Mike Walters, president and co-founder of Action1, a vendor of patch management software, elaborated on CVE-2024-30051, pointing out that this elevation of privilege vulnerability stemmed from a heap-based buffer overflow (CWE-122) within the library.
"It could allow an attacker to gain SYSTEM-level privileges on machines running vulnerable versions of Windows, starting with Windows 10 and above, including Windows Server 2016 and later," Walters explained.
With a CVSS:3.1 Score: 7.8 (High), Microsoft rated this vulnerability as high, with a significant impact on confidentiality, integrity, and availability, he noted.
Key vulnerability metrics for this vulnerability were:
- Attack Vector: Local – The vulnerability can only be exploited with local access to the system.
- Attack Complexity: Low – The attack does not require complex strategies and can be carried out with minimal prerequisites.
- Privileges Required: Low – Only low-level privileges are needed, making the vulnerability easier to exploit.
- User Interaction: None – No user interaction is necessary once access is obtained.
"Heap-based buffer overflow vulnerabilities are particularly severe due to the critical nature of heap management," Walters stressed. "If exploited, this vulnerability allows an attacker to inject and execute arbitrary code with the privileges of the target process, escalating to SYSTEM privileges. By altering heap structures, an attacker could redirect code execution toward malicious payloads.
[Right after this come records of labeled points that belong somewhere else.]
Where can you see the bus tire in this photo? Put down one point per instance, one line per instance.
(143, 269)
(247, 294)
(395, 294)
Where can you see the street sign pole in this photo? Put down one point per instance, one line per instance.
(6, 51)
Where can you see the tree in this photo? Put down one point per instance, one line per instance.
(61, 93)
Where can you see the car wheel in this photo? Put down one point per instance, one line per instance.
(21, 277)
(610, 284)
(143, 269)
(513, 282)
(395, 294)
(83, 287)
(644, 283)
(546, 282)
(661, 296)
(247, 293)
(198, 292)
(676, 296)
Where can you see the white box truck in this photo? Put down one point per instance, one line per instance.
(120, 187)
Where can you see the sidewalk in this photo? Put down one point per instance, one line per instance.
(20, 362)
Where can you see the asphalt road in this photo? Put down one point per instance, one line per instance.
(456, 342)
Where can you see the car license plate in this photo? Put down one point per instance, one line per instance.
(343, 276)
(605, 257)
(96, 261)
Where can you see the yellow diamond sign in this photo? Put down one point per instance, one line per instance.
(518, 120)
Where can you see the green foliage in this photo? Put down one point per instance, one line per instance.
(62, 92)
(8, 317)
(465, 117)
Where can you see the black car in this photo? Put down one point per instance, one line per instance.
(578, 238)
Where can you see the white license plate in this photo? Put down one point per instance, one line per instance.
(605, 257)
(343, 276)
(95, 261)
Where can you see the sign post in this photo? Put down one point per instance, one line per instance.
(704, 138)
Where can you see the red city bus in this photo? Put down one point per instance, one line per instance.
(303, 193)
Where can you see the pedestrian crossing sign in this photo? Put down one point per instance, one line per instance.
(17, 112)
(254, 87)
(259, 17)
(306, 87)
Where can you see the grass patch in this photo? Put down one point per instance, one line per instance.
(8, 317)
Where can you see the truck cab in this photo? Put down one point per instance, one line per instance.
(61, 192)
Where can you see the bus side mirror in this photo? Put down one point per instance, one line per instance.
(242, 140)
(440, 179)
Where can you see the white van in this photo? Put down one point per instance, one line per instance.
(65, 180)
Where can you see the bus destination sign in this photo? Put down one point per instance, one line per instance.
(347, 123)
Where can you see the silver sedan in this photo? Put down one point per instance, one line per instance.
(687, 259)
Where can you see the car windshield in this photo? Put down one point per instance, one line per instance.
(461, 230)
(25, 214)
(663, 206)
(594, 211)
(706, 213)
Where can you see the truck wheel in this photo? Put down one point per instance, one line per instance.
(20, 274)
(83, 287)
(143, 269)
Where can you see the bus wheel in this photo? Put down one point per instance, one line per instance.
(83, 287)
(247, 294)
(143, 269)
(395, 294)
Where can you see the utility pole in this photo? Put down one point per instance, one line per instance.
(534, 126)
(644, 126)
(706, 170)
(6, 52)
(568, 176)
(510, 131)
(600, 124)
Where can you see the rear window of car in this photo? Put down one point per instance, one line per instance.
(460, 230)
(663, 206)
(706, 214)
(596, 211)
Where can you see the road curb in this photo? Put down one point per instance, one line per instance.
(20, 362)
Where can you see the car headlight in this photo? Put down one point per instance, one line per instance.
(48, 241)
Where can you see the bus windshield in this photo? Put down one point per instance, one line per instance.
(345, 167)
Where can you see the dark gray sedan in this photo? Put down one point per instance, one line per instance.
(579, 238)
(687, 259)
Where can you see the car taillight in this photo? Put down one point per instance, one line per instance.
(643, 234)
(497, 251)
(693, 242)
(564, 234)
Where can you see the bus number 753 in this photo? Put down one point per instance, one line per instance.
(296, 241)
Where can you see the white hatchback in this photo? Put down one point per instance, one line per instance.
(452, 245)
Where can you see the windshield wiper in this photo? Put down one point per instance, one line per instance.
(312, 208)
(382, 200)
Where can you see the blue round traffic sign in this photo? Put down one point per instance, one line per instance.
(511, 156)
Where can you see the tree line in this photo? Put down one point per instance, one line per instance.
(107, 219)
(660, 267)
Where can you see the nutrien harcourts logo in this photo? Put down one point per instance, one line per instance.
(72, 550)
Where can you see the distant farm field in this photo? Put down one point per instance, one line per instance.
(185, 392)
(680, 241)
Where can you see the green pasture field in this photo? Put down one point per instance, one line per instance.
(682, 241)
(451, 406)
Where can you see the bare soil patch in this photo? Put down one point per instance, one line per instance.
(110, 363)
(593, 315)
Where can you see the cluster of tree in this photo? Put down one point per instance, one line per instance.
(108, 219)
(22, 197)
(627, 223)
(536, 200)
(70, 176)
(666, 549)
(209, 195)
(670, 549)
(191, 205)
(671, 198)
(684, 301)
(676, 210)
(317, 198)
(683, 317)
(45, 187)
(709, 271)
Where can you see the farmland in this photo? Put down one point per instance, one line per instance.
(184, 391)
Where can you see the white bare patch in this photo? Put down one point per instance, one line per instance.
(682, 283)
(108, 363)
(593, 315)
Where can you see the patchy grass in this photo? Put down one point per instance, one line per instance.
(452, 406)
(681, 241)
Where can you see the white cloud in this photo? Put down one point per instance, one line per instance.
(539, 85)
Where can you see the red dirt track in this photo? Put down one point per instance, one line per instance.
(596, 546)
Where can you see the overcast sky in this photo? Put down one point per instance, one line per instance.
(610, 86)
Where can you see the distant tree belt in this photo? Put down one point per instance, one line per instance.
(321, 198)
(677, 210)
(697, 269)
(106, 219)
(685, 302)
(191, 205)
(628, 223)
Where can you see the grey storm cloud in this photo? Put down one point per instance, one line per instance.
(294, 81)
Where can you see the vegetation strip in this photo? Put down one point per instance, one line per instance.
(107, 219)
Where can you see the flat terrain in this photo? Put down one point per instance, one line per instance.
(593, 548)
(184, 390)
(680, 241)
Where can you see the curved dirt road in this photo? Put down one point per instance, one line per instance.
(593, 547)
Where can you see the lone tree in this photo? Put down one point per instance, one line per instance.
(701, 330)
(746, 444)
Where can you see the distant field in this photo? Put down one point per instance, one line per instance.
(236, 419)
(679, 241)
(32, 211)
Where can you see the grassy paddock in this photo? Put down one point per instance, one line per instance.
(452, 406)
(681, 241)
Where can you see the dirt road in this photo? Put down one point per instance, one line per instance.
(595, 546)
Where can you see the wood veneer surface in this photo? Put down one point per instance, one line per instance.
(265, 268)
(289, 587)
"This vulnerability can be exploited by a low-privileged local user on a shared system to gain SYSTEM-level access, which could allow them to install software, alter or delete data, and modify system settings destructively. Alternatively, malware utilising a multi-stage payload might leverage this exploit to increase its privileges and further compromise the system.
"Further, an attacker might use a less severe vulnerability as an entry point to gain initial low-level access to a machine and then exploit CVE-2024-30051 to escalate their privileges from a low-privileged account to SYSTEM, thereby gaining extensive control over the machine. Such SYSTEM privileges could be used to disable security features, steal sensitive data, or conduct lateral movements across the network to compromise additional systems and spread malware.
"Given its critical nature and the low complexity of the exploit, CVE-2024-30051 poses a significant risk, particularly in environments with numerous and diverse local users, such as corporate networks and academic institutions.
"The existence of functional exploit code and confirmed exploitation reports suggests that attackers are well-acquainted with this vulnerability and are actively exploiting it in campaigns. In light of the high level of privilege attainable through this exploit, it is crucial for organizations to prioritize deploying Microsoft’s official patch to mitigate potential damage."